Unfortunately, this is also how long it takes an NCAA football game to reach its conclusion with only sixty minutes of clocked time. Wagner’s opera only has two intermissions, without any ads, so there is also that.
Like many of Wagner’s operas, Parsifal was based on characters from German mythology or myth. The original Parzival was a romantic poem written in the first quarter of the 13th century by Wolfram von Eschenbach who was also a knight. In the story, Parzival (Percival) was an Arthurian Knight who was on a quest to seek the Holy Grail. Thankfully, he was unsuccessful. Just think, had Parzival been successful we wouldn’t have been blessed with the massive character (and knight!) of Indiana Jones in “Raiders of the Lost Ark”, certainly the best work of that franchise.

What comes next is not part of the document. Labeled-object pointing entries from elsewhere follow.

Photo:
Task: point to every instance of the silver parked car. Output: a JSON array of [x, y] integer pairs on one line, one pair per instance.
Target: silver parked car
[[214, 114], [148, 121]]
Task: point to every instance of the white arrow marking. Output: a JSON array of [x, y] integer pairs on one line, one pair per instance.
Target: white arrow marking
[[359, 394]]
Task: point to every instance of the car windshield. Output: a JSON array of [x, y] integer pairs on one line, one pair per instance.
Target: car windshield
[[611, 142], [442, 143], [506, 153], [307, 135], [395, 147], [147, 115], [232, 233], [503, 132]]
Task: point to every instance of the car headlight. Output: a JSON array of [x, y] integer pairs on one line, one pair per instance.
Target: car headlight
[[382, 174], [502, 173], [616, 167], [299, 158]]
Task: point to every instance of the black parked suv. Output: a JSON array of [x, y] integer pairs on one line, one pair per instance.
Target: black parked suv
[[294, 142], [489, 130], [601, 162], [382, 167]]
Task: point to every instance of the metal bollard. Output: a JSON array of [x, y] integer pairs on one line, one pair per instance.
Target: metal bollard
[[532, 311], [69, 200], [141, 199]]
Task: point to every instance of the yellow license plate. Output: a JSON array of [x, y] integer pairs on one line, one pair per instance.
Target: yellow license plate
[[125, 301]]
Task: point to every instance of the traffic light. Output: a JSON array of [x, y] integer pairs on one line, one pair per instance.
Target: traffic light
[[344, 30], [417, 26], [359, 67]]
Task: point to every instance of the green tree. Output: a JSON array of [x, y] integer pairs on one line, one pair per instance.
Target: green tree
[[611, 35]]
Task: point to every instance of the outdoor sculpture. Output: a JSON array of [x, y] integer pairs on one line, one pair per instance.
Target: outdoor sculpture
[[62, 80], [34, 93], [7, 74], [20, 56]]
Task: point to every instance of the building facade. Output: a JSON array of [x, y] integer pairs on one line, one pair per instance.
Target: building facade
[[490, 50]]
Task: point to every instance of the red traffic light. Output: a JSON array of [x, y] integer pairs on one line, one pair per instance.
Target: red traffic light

In both the epic poem and opera, the men have “man cards” and do many manly things, and the women, or damsels if you will, get to be rescued by those guys in the heavy, shiny suits. Simpler times, those. In the original poem, there is a nice passage on Sir Gawain, he of the “I refuse to sleep with the beautiful and alluring Lady Bertilak” when Lord Bertilak (the Green Knight) is out on a hunt. Yes, I’m pretty sure chivalry is dead in 2018.
Parzival’s progeny was no other than another knight with the name of Lohengrin. Unsurprisingly, it also was another character for a Wagnerian opera, which was the favorite opera of Adolf Hitler. Hitler’s friend August “Gustl” Kubizek wrote that when Lohengrin was playing in Linz or Vienna it was impossible to get Hitler to see anything else, including new operas from other composers, and Gustl said that they must have seen Lohengrin no fewer than 50 times. Also, Ludwig II named his fairy tale castle Neuschwanstein, after the Swan Knight in Lohengrin. It was Ludwig’s money which financed the Festspielhaus in Bayreuth, designed and built by Wagner specifically for his operas.
Clearly, there is something about Wagnerian operas which makes men insane. Perhaps Twain was on to something.
Parsifal is playing in the sold out Bayersiche Staatsoper (Bavarian State Opera) on 31 July 2018, running a total of five hours and fifteen minutes with two forty minutes breaks to stretch your legs, drink a bottle of scotch (American bourbon has extra duties these days) and regain your sanity. It will also return for three shows in March of 2019.